Letter to Cory Doctorow on Big Media
An open letter replies to Doctorow’s recent essay “Big Entertainment Wants to Party Like It’s 1996″, agreeing with many points but disputing the optimism.
Cory Doctorow is the author of several works of fiction and various essays on copyright. He’s also the coeditor of Boing Boing, a famous blog. His latest essay “Big Entertainment Wants to Party Like It’s 1996” is an informative and well-written analysis that brings a very interesting point to light.
The media companies are their own worst sources of bad publicity. They act like gangsters, and the public believes they are gangsters.
The media companies are clearly on the losing side of the war against Internet users, and as Doctorow correctly states, they are clueless to the changes that have occurred since 1996. There is absolutely no way that the entertainment industry, even with its billions of dollars, will be able to overcome the social powers of the decentralized Internet community’s efforts. History has shown that even the most powerful of leaders cannot oppose a diverse opposition with no single weak point to exploit. The media companies will be defeated no matter what, eventually.
But they won’t go away any time soon either. Whether we like it or not, the media companies will continue to garner high profits with which they will use to their advantage. During the Great Depression, when the rest of the economy was in shambles, the entertainment industry continued to prosper. This long-lasting struggle between Internet users and the entertainment corporations will probably drag on for a long time, leaving significant collateral damage amidst the crossfire.

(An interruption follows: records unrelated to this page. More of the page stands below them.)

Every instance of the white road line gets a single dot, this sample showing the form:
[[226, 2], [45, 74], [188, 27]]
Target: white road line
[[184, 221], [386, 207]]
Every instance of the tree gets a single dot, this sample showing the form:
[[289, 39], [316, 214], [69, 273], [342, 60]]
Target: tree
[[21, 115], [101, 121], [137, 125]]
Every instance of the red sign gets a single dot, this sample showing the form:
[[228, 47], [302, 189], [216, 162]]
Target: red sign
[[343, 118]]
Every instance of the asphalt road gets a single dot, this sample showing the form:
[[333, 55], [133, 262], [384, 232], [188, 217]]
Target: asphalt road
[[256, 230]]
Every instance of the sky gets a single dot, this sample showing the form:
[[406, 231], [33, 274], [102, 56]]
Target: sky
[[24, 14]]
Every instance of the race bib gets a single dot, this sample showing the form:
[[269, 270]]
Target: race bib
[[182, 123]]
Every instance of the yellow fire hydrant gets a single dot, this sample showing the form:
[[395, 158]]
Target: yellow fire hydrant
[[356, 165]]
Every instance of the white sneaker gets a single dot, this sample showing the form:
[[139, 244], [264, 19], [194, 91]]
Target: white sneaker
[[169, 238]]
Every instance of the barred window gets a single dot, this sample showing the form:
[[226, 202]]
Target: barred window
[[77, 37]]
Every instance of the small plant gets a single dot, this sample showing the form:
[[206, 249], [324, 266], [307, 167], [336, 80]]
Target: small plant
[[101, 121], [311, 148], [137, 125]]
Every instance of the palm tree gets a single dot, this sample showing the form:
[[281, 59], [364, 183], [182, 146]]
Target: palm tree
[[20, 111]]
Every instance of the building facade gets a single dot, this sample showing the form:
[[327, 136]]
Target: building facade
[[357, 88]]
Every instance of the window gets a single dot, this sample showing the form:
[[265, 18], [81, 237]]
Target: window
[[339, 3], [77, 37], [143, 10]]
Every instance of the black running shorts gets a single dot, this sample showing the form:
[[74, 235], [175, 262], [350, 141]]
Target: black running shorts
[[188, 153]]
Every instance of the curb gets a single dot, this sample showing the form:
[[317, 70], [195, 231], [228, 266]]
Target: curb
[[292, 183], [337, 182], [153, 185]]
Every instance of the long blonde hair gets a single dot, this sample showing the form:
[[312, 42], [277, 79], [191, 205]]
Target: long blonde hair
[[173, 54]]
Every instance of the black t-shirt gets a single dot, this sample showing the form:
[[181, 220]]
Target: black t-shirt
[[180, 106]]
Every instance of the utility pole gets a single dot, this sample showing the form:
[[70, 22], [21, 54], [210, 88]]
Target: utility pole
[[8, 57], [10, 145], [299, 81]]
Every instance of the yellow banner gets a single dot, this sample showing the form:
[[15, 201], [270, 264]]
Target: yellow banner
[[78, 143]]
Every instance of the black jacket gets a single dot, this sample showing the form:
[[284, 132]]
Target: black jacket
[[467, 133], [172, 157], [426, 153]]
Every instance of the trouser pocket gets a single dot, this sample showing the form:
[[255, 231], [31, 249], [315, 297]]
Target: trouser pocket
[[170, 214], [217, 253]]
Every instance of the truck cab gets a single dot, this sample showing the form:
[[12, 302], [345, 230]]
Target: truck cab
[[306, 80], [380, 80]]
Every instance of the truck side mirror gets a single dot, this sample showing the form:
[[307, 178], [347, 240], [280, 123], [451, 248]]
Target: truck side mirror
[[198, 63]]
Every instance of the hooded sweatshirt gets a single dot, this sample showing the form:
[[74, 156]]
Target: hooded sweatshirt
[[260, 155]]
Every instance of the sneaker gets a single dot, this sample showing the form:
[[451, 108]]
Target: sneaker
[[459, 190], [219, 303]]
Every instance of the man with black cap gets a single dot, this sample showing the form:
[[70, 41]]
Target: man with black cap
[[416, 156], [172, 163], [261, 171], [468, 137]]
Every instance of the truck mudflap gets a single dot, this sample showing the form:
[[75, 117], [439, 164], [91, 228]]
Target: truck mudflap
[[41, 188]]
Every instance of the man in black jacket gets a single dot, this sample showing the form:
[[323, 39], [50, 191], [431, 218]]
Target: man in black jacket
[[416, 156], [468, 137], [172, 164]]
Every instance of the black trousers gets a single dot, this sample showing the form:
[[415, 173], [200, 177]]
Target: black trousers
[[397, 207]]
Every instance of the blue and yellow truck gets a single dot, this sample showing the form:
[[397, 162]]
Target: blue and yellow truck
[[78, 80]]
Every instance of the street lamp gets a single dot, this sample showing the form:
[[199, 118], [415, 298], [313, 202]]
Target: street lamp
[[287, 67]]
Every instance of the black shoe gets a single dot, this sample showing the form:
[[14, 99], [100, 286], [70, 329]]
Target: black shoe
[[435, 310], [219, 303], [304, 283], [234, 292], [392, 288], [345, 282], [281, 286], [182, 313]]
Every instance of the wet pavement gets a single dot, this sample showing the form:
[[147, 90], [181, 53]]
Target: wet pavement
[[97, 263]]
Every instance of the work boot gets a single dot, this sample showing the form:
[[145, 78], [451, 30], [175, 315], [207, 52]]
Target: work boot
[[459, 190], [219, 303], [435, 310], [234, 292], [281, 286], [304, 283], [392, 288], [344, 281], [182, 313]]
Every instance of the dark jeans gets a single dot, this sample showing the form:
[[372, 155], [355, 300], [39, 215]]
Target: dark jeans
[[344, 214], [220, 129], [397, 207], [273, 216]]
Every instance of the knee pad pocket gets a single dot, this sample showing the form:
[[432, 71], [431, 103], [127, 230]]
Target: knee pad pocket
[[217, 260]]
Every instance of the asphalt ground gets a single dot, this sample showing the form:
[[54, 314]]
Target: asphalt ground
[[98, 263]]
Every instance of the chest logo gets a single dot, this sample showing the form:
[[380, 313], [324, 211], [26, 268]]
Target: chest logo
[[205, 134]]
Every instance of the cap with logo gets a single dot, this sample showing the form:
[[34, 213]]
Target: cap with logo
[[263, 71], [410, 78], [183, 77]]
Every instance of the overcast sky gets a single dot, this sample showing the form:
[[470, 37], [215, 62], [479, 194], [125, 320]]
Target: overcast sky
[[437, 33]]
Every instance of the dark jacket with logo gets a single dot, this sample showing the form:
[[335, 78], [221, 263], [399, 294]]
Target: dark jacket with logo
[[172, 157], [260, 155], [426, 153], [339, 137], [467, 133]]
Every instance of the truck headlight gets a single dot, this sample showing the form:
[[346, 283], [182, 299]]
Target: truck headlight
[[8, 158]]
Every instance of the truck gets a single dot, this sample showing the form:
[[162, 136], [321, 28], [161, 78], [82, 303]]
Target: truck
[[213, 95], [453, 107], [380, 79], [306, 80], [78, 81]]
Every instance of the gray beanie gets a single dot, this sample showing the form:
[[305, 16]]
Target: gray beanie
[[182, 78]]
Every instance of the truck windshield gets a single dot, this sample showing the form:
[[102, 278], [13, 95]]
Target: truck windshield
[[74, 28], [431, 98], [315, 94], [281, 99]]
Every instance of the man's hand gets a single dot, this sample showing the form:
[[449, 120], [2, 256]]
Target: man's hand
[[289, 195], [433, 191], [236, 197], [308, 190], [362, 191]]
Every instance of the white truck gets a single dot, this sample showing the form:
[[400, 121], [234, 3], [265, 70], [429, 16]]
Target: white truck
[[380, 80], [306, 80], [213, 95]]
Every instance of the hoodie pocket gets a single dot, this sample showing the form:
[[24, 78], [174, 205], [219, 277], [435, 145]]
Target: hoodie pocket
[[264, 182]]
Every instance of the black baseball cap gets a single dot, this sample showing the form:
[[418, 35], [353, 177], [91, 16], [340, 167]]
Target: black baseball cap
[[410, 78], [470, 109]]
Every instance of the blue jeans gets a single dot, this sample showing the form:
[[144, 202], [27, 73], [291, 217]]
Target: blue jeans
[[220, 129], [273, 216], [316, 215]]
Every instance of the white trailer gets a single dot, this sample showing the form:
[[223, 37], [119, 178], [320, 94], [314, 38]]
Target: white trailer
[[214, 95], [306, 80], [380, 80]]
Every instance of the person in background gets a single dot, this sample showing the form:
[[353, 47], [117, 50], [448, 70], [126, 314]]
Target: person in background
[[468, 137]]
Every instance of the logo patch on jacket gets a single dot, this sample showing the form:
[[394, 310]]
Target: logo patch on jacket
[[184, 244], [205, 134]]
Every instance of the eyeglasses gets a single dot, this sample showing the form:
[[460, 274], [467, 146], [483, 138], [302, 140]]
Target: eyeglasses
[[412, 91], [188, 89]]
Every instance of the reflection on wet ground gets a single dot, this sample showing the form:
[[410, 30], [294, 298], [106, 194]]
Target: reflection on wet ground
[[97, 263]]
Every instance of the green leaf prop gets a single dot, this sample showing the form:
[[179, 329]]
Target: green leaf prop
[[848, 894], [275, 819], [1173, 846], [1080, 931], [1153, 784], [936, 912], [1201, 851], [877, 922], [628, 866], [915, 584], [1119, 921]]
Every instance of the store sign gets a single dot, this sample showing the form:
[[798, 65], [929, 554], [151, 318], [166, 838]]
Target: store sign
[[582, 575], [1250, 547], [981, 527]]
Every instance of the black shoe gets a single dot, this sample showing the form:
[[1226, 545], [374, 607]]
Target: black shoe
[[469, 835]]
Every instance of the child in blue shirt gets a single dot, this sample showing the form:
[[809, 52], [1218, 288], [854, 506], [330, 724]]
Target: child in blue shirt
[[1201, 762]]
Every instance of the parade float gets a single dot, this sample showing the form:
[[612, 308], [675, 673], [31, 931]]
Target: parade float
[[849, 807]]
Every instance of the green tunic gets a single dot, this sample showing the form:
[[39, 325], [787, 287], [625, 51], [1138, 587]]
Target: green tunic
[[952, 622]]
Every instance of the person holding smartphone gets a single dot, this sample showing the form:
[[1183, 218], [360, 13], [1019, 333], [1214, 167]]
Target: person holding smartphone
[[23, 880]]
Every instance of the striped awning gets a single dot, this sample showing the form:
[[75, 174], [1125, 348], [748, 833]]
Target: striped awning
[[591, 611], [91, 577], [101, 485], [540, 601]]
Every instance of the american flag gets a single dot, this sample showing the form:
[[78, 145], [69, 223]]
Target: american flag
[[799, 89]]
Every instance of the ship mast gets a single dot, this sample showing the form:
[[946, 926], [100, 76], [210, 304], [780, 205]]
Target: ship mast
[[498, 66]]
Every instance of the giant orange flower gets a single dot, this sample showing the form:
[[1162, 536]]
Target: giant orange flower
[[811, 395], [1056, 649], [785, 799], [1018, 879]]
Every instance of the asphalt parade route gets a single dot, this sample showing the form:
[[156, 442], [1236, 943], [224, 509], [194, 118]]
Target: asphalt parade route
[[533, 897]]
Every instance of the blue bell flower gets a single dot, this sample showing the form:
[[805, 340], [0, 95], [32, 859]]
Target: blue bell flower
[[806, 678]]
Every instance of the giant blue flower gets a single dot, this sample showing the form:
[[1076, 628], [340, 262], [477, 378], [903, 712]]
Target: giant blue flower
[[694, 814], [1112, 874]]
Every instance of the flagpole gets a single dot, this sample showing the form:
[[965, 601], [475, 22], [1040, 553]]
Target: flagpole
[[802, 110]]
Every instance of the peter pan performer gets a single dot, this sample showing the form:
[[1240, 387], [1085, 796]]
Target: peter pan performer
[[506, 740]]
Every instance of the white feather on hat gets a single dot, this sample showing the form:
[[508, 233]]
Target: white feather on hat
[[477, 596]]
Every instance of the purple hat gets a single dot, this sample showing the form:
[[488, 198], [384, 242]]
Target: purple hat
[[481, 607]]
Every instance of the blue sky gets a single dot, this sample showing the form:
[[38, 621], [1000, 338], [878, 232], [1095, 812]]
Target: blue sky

While it’s not the 1990’s, the laws from the 1990’s – “almost entirely designed by the entertainment industry” – continue to haunt us today. The No Electronic Theft (NET) Act of 1997 made noncommercial copyright infringement a crime (rather than an cause for a civil suit) by changing the definition of “commercial advantage or private financial gain.” “Perpetual copyright on the installment plan,” a slogan by critics of copyright extension, is most recently applicable to the Sonny Bono Copyright Term Extension Act (CTEA) of 1998. This law has eliminated a potential public domain for future creative works by retroactively extending copyright, earning itself a nickname as the Mickey Mouse Protection Act, in reference to its effect on the earliest Mickey Mouse cartoons. Ironically, these same cartoons would have constituted copyright infringement had our current copyright law applied to works that the Mickey Mouse cartoons were based off, such as the 19th century fairy tales by the Brothers Grimm. The Digitial Millennium Copyright Act (DMCA), passed in the same year, has continued to harm free speech and market competition. This law makes any non-official implementation of a DVD player in the United States illegal, including free software implementations, and provides a loophole by which media companies can expand the powers of copyright to prevent competing technologies. It also has been widely used to silence political speech, including against critics of the Church of Scientology and against official campaign videos by the McCain-Palin presidential campaign. We can’t ignore the cumulative effects of these laws to date.